Nineteen.
<< Hey I was wondering if we could talk. Are you free?
>> No not today I’m sorry
I was afraid of that. I sighed and turned my phone over in my hands. Damnit…
<< It’s important
>> How important?
Oh… I hadn’t expected that.
<< It would mean a lot to me if we could talk face to face
>> Come over in an hour but you can’t stay long
A No Day had never been overturned so quickly and so easily. Maybe things were getting better? But I was asking the wrong questions. I was too optimistic.
“Hey, uh, is Madison here?”
I had never met the woman who answered the door. She was short and young and beautiful in an adult way. Her hair was fluffy and short, her face was round and warm, and her clothes were tight and on point. Not a hair was out of place.
“You must be Jamie! It’s soooo nice to finally meet you! I’m Bethany, Madison’s mom.”
…well, that’s where Madison gets her personality.
“It’s nice to meet you too,” I said with a courtesy smile. How was she a mom? She must have had Madison when she was sixteen or seventeen. Then I noticed, all of a sudden, that I had no idea what her parents looked like before I met them! They had no pictures up on their walls, just decorations and art hangings.
“Well come in, come in. I didn’t know we were expecting you. Would you like some water? We have juice?”
“No, I’m okay, thank you.” I followed her into the house. Madison wasn’t in the living room.
“She’s upstairs,” her mom told me. “You can go on up if you’d like.”
I’d never been upstairs before. I’d never been in Madison’s room before. I didn’t know what to expect, but I’d braced myself all the same. After all, if she liked to act like a child…
But her bedroom was oddly ordinary. The walls were a pale eggshell, lined with only few posters, drawings, and photographs. She had high shelves - too high for her to reach, I was sure - with dolls and plastic cases that looked older than Madison herself. Her dark-stained oak dresser matched perfectly with her vanity table on the other wall, down to the handles. And on the far wall, under a window with drawn purple curtains, sat a thick, oak bed frame donned in floral sheets and a comforter twice the size of the bed itself. The blanket was so thick, so huge, that I hadn’t even noticed Madison tucked under it until I walked around the room.

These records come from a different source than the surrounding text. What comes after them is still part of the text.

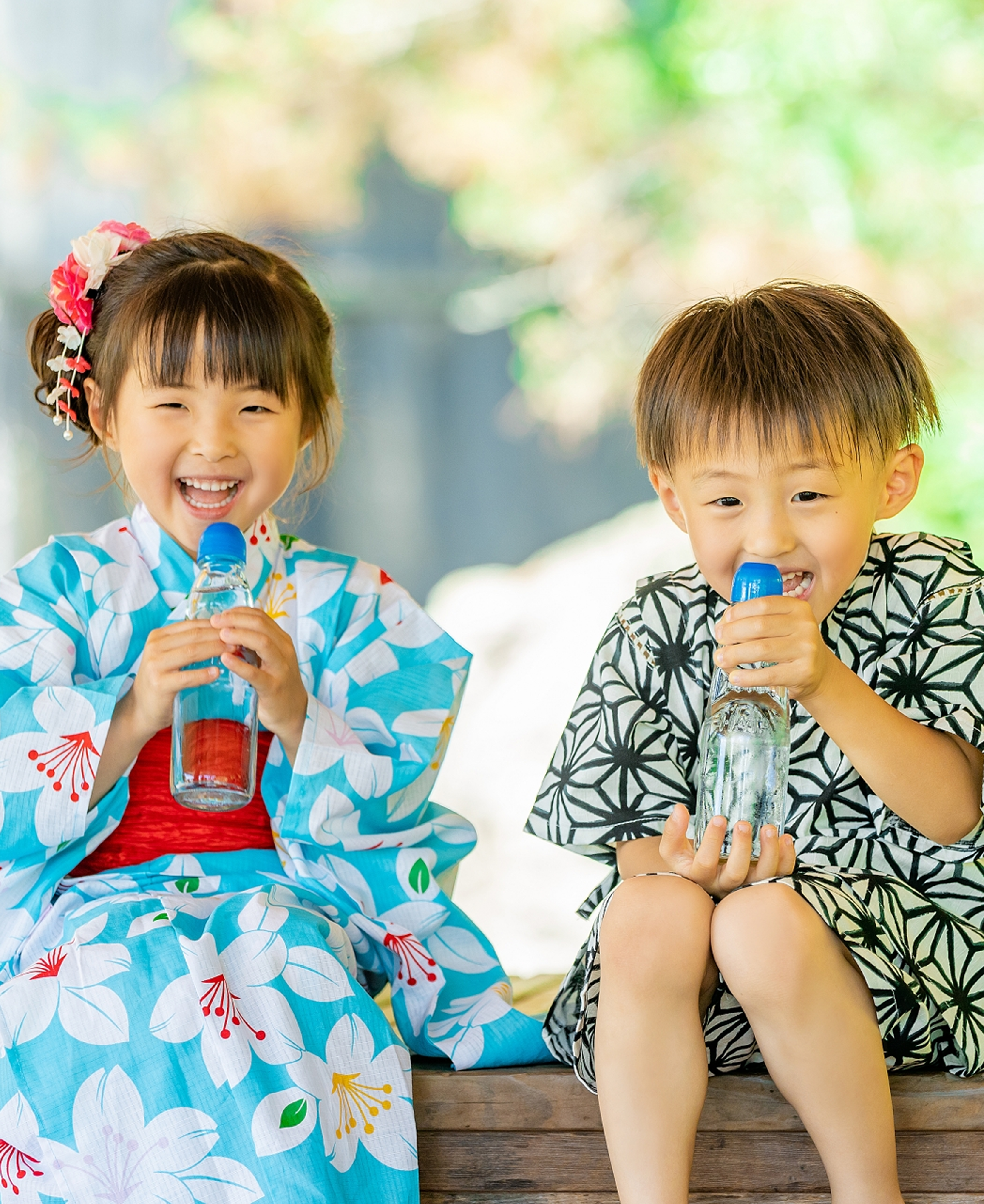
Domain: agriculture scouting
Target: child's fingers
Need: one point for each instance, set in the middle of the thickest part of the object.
(241, 667)
(735, 870)
(674, 844)
(779, 649)
(769, 854)
(708, 856)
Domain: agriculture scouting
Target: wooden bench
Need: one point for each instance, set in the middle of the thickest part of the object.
(533, 1136)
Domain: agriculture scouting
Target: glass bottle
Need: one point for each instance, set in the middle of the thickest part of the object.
(745, 738)
(213, 736)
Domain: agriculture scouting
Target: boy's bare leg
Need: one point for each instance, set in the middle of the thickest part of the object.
(814, 1020)
(651, 1062)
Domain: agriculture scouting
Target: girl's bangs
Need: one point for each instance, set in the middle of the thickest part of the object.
(235, 325)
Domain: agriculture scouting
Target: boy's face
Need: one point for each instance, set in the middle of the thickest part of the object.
(809, 517)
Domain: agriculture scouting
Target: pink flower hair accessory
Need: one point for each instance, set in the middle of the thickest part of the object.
(81, 274)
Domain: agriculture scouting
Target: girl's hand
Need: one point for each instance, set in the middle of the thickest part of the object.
(281, 693)
(163, 673)
(776, 859)
(785, 634)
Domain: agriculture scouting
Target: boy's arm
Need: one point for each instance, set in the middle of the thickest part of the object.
(931, 779)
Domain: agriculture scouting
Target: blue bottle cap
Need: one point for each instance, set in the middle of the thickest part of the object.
(224, 541)
(752, 581)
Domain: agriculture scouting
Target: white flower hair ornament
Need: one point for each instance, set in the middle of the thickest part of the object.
(92, 258)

“Hey,” I said, careful not to let the sound of my voice hurt the simple quiet of the room.
“Hi,” she said, and sat up. She was wearing the same pajamas from Monday, the yellow ones with the sunshine lyric. She was also wearing the same gray jacket. The curls in her hair had obviously fallen out in her sleep and she looked paler than usual. Worse yet, her eyes were quiet. She didn’t look at me with those eyes; they only went up as far as my nose, or my lips, and then back down to her bedsheets.
“You alright?” I asked.
She shot me a look of frustration, or annoyance, or something… something I remembered from before Christmas.
“Don’t worry?” I guessed.
She nodded. I took a seat next to her on the bed and immediately realized what a mistake it was. I had never in my life sat on anything so comfortable. There was no way I could ever bring myself to leave this bed.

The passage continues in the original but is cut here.